The holiday season brings an atmosphere of celebration, togetherness, and shared traditions. For educators, it’s a time to create inclusive environments that ensure every student can participate in the joy of the festivities. Amidst the holiday cheer, it’s important to focus on holiday communication strategies that support nonverbal students, ensuring that they are included and engaged in the celebration. In this blog post, we’ll explore effective communication techniques to foster a holiday season that is accessible and enriching for all students.
Understanding Nonverbal Communication
Communication goes beyond words, and this understanding is particularly crucial when working with nonverbal students. Nonverbal communication encompasses body language, gestures, facial expressions, and augmentative and alternative communication (AAC) systems. Recognizing and interpreting these forms of expression enables educators to connect with nonverbal students, fostering an environment where every student’s voice is heard.
Creating Inclusive Holiday Activities
Inclusive holiday activities are essential to ensuring that nonverbal students can actively participate and feel a sense of belonging. As educators, we have the opportunity to adapt traditional holiday projects and events to accommodate various communication styles. Crafting projects that emphasize visual, tactile, and sensory experiences allows all students, including nonverbal ones, to engage with the holiday spirit on their terms.
Visual Supports for Holiday Preparations
Visual supports play a pivotal role in preparing nonverbal students for holiday activities. These supports include visual schedules, social stories, and visual cues that help students understand what to expect. By providing a clear roadmap of upcoming events and rituals, educators empower nonverbal students to navigate the holiday season with confidence and reduce anxiety associated with transitions.
A key visual support is using fringe vocabulary boards. These are boards that are specific to the holiday or activity you are doing.
For example, if you are going to celebrate and watch a movie- maybe make hot chocolate, they you can use an entire fringe board to help students order and make their own hot chocolate.
This does not have to end at school. You can send fringe boards home so students can communicate over the holiday as well. I always send boards home so students are not sitting at the dinner table unable to speak.
Here is a Valentine’s Day one that you can send home to your students and their families!
Augmentative and Alternative Communication (AAC) Devices
AAC devices play a transformative role in supporting nonverbal students in their communication journey. Communication boards, speech-generating devices, and communication apps provide students with alternative methods to express themselves. This holiday season, incorporating AAC tools into classroom activities allows nonverbal students to actively participate in discussions, share their thoughts, and engage in holiday-themed interactions.

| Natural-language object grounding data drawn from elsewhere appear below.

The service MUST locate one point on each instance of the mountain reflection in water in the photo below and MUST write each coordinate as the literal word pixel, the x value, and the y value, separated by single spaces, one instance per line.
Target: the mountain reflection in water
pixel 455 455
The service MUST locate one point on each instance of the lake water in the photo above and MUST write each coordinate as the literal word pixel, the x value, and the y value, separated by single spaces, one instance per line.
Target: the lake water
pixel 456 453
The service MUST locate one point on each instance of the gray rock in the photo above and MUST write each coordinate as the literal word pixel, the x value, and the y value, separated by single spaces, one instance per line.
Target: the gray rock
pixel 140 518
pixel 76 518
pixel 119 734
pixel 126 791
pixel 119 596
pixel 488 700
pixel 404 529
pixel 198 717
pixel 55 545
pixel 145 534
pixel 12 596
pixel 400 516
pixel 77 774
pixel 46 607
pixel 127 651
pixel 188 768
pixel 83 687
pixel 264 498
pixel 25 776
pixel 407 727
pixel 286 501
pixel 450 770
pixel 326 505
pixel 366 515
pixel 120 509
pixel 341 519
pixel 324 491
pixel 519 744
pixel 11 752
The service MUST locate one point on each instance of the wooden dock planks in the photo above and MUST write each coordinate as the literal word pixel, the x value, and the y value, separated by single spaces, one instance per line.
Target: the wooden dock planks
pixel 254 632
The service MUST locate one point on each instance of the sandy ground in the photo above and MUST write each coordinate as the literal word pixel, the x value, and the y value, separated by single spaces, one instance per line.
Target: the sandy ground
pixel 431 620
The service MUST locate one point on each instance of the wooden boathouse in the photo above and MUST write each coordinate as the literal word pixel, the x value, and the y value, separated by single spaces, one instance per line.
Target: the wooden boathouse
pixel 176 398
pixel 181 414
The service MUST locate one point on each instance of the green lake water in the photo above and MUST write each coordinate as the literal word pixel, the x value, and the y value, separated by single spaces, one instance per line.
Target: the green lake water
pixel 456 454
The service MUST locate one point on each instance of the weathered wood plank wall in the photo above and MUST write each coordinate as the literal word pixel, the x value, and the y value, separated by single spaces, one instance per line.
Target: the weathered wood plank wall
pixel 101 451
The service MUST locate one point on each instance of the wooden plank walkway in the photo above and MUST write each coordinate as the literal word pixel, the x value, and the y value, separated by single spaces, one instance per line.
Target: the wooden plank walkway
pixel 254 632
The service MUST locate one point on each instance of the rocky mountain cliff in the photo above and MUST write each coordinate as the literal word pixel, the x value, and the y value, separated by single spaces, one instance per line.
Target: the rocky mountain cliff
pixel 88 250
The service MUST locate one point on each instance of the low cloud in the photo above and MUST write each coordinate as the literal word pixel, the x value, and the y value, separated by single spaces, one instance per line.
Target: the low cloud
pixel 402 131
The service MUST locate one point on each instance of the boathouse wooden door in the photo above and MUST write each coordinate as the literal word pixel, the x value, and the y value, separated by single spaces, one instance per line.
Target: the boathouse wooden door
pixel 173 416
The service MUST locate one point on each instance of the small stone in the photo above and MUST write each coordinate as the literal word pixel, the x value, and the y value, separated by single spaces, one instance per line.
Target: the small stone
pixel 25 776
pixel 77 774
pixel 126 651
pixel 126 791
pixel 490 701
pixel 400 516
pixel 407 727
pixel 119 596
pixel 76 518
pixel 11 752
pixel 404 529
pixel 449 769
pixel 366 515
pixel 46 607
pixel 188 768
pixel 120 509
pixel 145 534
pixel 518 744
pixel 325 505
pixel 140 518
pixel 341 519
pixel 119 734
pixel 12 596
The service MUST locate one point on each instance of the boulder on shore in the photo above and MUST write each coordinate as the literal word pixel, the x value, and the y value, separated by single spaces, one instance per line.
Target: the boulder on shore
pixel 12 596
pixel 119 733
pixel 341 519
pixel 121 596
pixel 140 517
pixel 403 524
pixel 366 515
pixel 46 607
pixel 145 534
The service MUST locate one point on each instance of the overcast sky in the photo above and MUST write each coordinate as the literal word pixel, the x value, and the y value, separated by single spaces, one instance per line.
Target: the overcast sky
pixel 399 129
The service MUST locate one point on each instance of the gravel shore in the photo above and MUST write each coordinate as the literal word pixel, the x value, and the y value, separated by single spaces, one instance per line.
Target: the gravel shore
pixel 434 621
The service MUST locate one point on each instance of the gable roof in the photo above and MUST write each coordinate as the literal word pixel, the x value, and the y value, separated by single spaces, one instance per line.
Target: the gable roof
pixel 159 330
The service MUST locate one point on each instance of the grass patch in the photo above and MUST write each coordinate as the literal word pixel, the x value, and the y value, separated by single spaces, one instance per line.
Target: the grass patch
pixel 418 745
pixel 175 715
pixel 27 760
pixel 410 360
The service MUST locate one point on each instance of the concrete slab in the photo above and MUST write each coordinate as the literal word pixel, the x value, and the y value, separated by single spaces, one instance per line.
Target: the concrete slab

Many students will have fringe pages that you can use on their AAC devices. It may take some time to find them or edit them to be personalized for the student. Encouraging parents to send you in information about their own traditions can help you edit their devices as well. Don’t forget to talk to your SLP about this- they are the experts!
Embracing Multisensory Experiences
Multisensory experiences are powerful tools for facilitating communication among nonverbal students. These experiences tap into various senses, such as touch, sight, sound, and smell, making communication more immersive and meaningful. During holiday activities, educators can create sensory-rich environments that encourage nonverbal students to explore, interact, and communicate through their senses. Try baking a traditional meal, I always make latkes for my students- many love to help stir, smell, and even taste!
Planning for Inclusivity
To create an inclusive holiday experience, educators can plan strategically to accommodate nonverbal students’ communication styles. When facilitating discussions or activities, consider incorporating inclusive questioning techniques, providing ample wait time, and encouraging alternative response methods. These strategies empower nonverbal students to actively engage, contribute, and share their unique perspectives during holiday events.
The holiday season is an opportunity to celebrate diversity and unity. By focusing on communication strategies that support nonverbal students, educators can make this celebration truly inclusive. Understanding nonverbal communication, creating inclusive activities, utilizing visual supports, embracing AAC devices, and facilitating multisensory experiences enrich the holiday season for all students.
As educators, we have the power to ensure that every student’s voice is valued and heard. By fostering an environment of collaboration, understanding, and empathy, we create a holiday season that celebrates the uniqueness of every student, regardless of their communication abilities. Let us embrace these communication strategies and make this holiday season a time of joy, connection, and inclusion for all.
To all educators committed to fostering inclusive communication, thank you for your dedication and efforts. Your work creates an educational experience that enriches the lives of every student and paves the way for a more inclusive future. May this holiday season be a reflection of the unity that can be achieved through understanding and empathy.